- Location of Ste. Genevieve County
- Coordinates: 37°56′48″N 90°06′53″W﻿ / ﻿37.94655°N 90.11466°W
- Country: United States
- State: Missouri
- County: Ste. Genevieve

Area
- • Total: 128 sq mi (330 km^{2})
- • Land: 125 sq mi (320 km^{2})
- • Water: 4 sq mi (10 km^{2}) 2.72%
- GNIS Feature ID: 767326

= Ste. Genevieve Township, Ste. Genevieve County, Missouri =

 Ste. Genevieve Township is a subdivision of Ste. Genevieve County, Missouri, in the United States of America, and is one of the five townships located in Ste. Genevieve County.

==Name==

The township was named for the city of Ste. Genevieve, which in turn was named for the Catholic saint Genevieve, the patron saint of Paris.

==History==

The area of Ste. Genevieve Township was the site of the earliest European settlement in Missouri dating back to the early 1700s. The French colonial settlers partially came from Lower Louisiana, Quebec in Canada, and France.
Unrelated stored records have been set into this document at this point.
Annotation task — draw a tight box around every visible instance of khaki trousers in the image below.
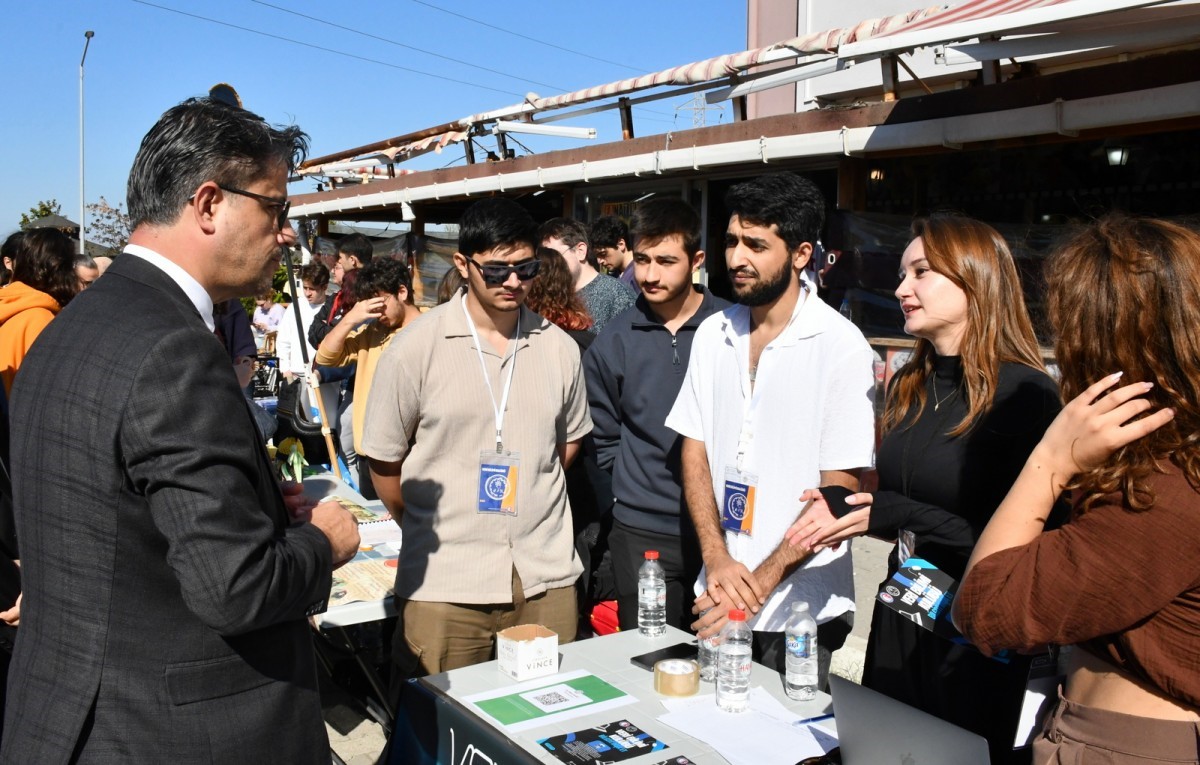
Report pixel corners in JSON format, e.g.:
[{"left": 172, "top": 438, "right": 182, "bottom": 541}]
[
  {"left": 1033, "top": 693, "right": 1200, "bottom": 765},
  {"left": 391, "top": 568, "right": 580, "bottom": 677}
]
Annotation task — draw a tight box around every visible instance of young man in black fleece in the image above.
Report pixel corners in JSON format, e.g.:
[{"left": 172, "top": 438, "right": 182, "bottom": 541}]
[{"left": 583, "top": 199, "right": 728, "bottom": 630}]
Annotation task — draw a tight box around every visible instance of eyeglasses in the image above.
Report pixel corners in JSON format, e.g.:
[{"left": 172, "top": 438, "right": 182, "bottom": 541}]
[
  {"left": 467, "top": 258, "right": 541, "bottom": 287},
  {"left": 217, "top": 183, "right": 292, "bottom": 231}
]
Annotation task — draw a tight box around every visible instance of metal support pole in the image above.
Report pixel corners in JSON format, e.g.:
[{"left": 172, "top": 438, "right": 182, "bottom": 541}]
[{"left": 79, "top": 29, "right": 96, "bottom": 255}]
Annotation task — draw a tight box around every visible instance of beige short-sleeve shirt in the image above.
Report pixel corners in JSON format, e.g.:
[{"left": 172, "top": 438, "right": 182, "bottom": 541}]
[{"left": 360, "top": 299, "right": 592, "bottom": 603}]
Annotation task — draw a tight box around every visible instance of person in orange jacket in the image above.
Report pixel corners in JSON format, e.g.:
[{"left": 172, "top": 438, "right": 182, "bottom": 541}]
[{"left": 0, "top": 229, "right": 79, "bottom": 394}]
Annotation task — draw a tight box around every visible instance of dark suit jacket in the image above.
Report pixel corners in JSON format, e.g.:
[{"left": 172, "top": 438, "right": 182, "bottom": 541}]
[{"left": 0, "top": 255, "right": 331, "bottom": 764}]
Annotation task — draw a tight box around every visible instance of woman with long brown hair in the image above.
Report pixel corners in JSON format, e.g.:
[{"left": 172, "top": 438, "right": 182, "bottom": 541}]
[
  {"left": 526, "top": 247, "right": 593, "bottom": 345},
  {"left": 790, "top": 215, "right": 1061, "bottom": 763},
  {"left": 954, "top": 216, "right": 1200, "bottom": 765}
]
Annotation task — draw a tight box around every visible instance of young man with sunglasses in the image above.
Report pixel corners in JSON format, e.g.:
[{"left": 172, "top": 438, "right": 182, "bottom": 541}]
[{"left": 360, "top": 199, "right": 592, "bottom": 693}]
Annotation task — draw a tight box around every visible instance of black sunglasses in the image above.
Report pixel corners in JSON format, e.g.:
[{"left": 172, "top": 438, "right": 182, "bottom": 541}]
[
  {"left": 467, "top": 258, "right": 541, "bottom": 287},
  {"left": 217, "top": 183, "right": 292, "bottom": 231}
]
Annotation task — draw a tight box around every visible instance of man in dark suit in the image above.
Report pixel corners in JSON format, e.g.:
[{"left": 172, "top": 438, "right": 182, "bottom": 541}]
[{"left": 0, "top": 98, "right": 359, "bottom": 764}]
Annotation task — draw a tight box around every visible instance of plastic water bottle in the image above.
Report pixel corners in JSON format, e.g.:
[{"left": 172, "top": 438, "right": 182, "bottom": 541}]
[
  {"left": 784, "top": 601, "right": 817, "bottom": 701},
  {"left": 696, "top": 608, "right": 721, "bottom": 682},
  {"left": 637, "top": 550, "right": 667, "bottom": 638},
  {"left": 716, "top": 609, "right": 754, "bottom": 712}
]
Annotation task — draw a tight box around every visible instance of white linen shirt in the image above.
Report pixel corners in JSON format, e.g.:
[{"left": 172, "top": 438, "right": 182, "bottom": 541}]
[{"left": 666, "top": 291, "right": 875, "bottom": 632}]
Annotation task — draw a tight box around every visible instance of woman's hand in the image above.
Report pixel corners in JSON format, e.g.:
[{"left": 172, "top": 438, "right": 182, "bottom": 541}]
[
  {"left": 784, "top": 489, "right": 838, "bottom": 547},
  {"left": 1031, "top": 372, "right": 1175, "bottom": 482},
  {"left": 806, "top": 492, "right": 875, "bottom": 553}
]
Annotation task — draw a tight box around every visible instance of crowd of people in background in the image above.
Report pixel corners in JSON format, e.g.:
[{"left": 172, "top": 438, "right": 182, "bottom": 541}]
[{"left": 0, "top": 92, "right": 1200, "bottom": 764}]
These Creole Habitants farmed the rich bottomlands along the Mississippi River, particularly the Grand Champ bottom, while coureur des bois trapped and traded furs. The local economy provided food and goods for the needs of the Upper Louisiana colony and New Orleans. Transportation to New Orleans was made by boat, while local transportation moved on local roads or traces. The King's Road or Kingshighway (French: le Chemin du Roi or Rue Royale) was begun in 1779 and connected the communities and outposts on the west bank of the Mississippi River. The area known today as Ste. Genevieve Township was split between two French colonial districts: Ste. Genevieve District and New Bourbon District. Upper Louisiana was transferred to the United States in 1804, and in 1824 the state of Missouri was carved from the territory. With the creation of Missouri subsequently came the establishment of Ste. Genevieve County. Ste. Genevieve Township was one of two original townships in the county.

==Populated places==

There are several incorporated and unincorporated communities in Ste. Genevieve Township.

- Copper Mine
- Grayhawk (part)
- Marlo
- Mosher
- Ste. Genevieve
- Weingarten
- Zell

The township also contains a number of churches: Our Lady Help of Christians Catholic Church, and St. Josephs Catholic Church, as well as the following cemeteries:.

==Geography==

Ste. Genevieve Township is located in the eastern portion of Ste. Genevieve County.
A number of streams run through the township: Coal Creek, Copper Mine Creek, Dodge Creek, Hogg Creek, Mill Creek, Mississippi Slough, Mud Branch, Rough Creek, Sugar Bottom Creek. The following lakes are found in the township: Govro Lake, Hook Pond, Lake Ann, Lake Marian, Lake Susan.

==2000 census==

The 2000 census shows Ste. Genevieve Township consisting of 8,943 individuals. The racial makeup of the town was 8,756 (97.0%) White, 100 (1.1%) African American, 25 (0.28%) Native American and Alaska Native, 24 (0.27%) Asian, and 1 (0.01%) from two or more races.

===2010 census===

As of the census of 2010, there were 8,991 people, with a population density of 73 per square mile residing in the township. Males make up 4,496 (49.8%) of the population, while females make up 4,528 (50.2%). The median age for men is 38.7 years and for women is 39.7 years.
The racial makeup of the town was 8,751 (97.33%) White, 77 (0.86%) African American, 20 (0.22%) Native American and Alaska Native, 41 (0.46%) Asian, and 11 (0.12%) from other races, and 89 (0.99%) from two or more races.

The average household size 2.57 persons. The estimated median household income in 2009 was $48,283 ($40,496 in 1999). 6.0% of the residents have an income below the poverty rate.